In Withnail and I, two English chums go “on holiday by mistake” and seek refuge from their horrid lives in a bottle of whatever is nearby. The movie is loaded with writing that is memorized and used by the film’s fans in their daily lives as often as possible.
How can anyone resist lines like, “We want the finest wines available to humanity. We want them here, and we want them now!” And, of course, “There must and shall be aspirin!”
“Withnail and I” centers on two actors who can’t get a role if the rent depends upon it – and it does – who take a bit of R & R at uncle Monty’s English country shack for the weekend. This film features plenty to drink: there’s wine, there’s sherry, there’s more wine, there’s a pint of something and there’s lighter fluid. Oh, there’s also an enterprising drug supplier and an eel poacher at the pub. Now you’re hooked, right?

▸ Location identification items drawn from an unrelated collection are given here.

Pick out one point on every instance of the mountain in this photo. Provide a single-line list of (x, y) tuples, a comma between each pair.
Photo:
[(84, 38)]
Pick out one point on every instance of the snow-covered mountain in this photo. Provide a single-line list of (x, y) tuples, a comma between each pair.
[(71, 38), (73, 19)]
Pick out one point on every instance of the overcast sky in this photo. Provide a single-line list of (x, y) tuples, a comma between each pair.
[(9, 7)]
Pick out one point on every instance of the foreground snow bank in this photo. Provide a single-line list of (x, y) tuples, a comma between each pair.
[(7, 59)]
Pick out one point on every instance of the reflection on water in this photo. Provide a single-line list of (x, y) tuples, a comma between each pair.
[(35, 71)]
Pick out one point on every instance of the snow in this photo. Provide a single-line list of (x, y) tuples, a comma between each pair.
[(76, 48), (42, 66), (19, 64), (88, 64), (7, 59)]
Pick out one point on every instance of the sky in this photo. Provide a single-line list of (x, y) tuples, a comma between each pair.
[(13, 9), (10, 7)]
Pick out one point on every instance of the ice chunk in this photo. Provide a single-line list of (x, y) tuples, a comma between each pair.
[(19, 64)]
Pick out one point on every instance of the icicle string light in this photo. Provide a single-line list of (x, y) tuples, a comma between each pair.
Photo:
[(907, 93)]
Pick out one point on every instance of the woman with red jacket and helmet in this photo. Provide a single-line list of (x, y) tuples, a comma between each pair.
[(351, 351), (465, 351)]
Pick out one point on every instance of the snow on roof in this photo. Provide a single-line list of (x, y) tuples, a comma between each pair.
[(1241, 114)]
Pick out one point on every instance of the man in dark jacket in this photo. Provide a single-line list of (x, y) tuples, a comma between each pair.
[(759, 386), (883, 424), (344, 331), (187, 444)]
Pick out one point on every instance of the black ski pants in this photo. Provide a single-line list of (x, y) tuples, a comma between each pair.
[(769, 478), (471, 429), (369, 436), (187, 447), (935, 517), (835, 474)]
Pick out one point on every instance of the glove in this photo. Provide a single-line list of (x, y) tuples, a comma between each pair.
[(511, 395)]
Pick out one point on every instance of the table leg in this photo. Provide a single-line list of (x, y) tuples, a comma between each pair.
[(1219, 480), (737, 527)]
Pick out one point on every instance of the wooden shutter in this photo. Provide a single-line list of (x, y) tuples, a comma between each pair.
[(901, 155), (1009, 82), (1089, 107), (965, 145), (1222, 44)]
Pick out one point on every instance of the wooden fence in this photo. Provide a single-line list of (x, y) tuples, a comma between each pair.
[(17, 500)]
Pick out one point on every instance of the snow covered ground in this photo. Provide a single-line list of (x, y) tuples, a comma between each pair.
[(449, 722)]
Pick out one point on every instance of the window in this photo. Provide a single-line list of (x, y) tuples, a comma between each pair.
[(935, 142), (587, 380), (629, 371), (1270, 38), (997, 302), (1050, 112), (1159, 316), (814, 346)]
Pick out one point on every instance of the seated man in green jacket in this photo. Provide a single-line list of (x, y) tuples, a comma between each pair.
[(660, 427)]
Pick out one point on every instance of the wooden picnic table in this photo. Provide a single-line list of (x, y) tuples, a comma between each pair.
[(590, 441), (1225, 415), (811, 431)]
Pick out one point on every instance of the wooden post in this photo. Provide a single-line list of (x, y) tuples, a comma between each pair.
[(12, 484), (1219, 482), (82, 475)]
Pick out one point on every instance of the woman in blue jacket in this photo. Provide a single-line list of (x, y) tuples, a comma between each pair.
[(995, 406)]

Richard E. Grant’s performance in the role of Withnail is a masterpiece, particularly since he had to learn how to act drunk. He Withnailed it. Paul McGann as “I” plays the foil to Withnail’s drunken bluster.
The opening sax version of “Whiter Shade of Pale” by King Curtis signals good things from this movie. The inclusion of recordings by Jimi Hendrix and the Beatles indicate some deep pockets on the production side. George Harrison had some fairly deep pockets and an inside track on getting a Beatles song licensed. This is George’s movie, and he made sure it sounded like it.
Hard times hit early on when the guys are caught without anything decent to drink, so a can of lighter fluid becomes a topic for quick debate. And if you are drinking lighter fluid because even the bum wine has run out, don’t chase it with anti-freeze. “You bloody fool, you should never mix your drinks!”
When the pair run out of wine in the bucolic English countryside, uncle Monty comes to the rescue with a case of the good stuff. As Withnail says about Monty, “He keeps a sensational cellar!” A little Chateau Margaux gets the boys into the realm of real drinking. That wine was also featured in “Intolerable Cruelty.” I don’t, however, recall George Clooney knocking back a swig of lighter fluid. Or anti-freeze. And you shouldn’t, either.
Chateau Margaux 1953 is the pick here – since the wine is used in the movie. If you are uncorking a bottle for a viewing party, DM me on Twitter. It’s the only way I’ll ever get any. On second thought, skip it. That last blast of lighter fluid ruined my palate. Recent vintages of Chateau Margaux start at over a hundred dollars a bottle, and go up to the stratosphere for the more desirable years. Expect to pay in the thousands for the best of this grand cru wine.
For derelicts on a budget:
Wild Irish Rose gets some serious attention from aficionados of cheap wine aimed at people who drink to get drunk. Alcohol at 18% certainly gets you a headstart on the party, for less than a fiver. The White Label is said to have a nose of rubbing alcohol, and a palate that’s even meaner. Better than lighter fluid, though. Sort of.
Sure, Gallo brought us Night Train and Thunderbird at higher alcohol levels, but there’s a warm spot in any drunk’s heart for their Ripple brand. Of course, that might be due to a peptic ulcer. Hey, it was Fred Sanford’s wine of choice.
It should be noted somewhere in here that Ronsonol Lighter Fluid, after all the jokes are done, is not intended for internal consumption. It is intended for internal combustion. Those great videos in which an idiot blows up his barbecue grill? That’s Ronsonol.
And after the ’53 Margaux is done, “I have some extremely distressing news. We’ve just run of wine.”